Im Alter von 9 Jahren sah er sich ein Jazzkonzert im Londoner Palladium Theatre an und mit 14 bekam er von seiner Mutter ein Album von Cootie Williams sowie einen Plattenspieler mit Aufnahmefunktion geschenkt. Schon recht früh interessierte sich Ahmet Ertegün für Musik, schrieb seine eigenen Texte und nahm diese anschließend auf. Mit seinem Bruder hörte er im gemeinsamen Zimmer stundenlang Lieblingssongs. Sein Großvater war einst Scheich des usbekischen Derwisch Klosters in Üsküdar/Istanbul. In der Metropole am Bosporus wurde Ertegün am 31. Juli 1923 geboren. Sein Vater war Rechtsberater von Präsident Mustafa Kemal Atatürk, bevor er als Botschafter in den verschiedenen Hauptstädten Europas arbeitete.

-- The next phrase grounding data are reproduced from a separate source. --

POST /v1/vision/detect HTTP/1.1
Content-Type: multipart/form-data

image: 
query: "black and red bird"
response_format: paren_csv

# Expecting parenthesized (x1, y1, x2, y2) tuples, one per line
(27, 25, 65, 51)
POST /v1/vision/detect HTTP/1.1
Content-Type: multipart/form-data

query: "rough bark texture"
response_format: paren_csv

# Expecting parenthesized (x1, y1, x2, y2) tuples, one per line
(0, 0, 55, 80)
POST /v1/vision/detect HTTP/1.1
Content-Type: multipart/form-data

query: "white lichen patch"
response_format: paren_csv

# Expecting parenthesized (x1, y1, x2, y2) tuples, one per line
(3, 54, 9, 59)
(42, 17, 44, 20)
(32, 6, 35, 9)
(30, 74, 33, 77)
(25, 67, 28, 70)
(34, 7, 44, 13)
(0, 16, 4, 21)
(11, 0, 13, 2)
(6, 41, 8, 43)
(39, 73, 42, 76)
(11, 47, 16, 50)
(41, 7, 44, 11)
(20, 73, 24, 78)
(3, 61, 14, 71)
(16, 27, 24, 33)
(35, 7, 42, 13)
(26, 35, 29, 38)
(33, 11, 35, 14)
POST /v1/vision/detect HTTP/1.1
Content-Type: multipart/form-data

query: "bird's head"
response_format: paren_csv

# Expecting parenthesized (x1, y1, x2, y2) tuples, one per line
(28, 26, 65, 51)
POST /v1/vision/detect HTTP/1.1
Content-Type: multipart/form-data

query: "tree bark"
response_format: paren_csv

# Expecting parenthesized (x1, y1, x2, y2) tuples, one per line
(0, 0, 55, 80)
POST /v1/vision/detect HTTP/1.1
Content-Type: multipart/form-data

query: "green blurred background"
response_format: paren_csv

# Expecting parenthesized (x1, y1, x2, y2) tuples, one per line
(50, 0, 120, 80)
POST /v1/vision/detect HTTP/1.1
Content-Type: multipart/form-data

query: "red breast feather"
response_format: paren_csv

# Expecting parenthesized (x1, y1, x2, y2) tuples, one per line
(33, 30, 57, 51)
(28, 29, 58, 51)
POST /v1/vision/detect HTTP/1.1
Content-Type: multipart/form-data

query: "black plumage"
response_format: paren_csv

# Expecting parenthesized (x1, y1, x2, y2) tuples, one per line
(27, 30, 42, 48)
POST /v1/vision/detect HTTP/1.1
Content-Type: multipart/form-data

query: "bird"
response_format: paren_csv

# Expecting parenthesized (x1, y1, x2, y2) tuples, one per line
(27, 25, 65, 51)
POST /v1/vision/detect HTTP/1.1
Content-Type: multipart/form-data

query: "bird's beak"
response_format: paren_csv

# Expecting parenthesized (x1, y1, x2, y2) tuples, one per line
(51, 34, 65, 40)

Ertegün besuchte fortan ausländische Schulen, was seiner späteren Entwicklung nicht schaden sollte. Als Jugendlicher hatte er schon eine gewaltige Schallplattensammlung angelegt und mit seinem Bruder freundeten sie sich in den USA mit Musikern wie Lena Horne, Duke Ellington und Jelly Roll Morton an.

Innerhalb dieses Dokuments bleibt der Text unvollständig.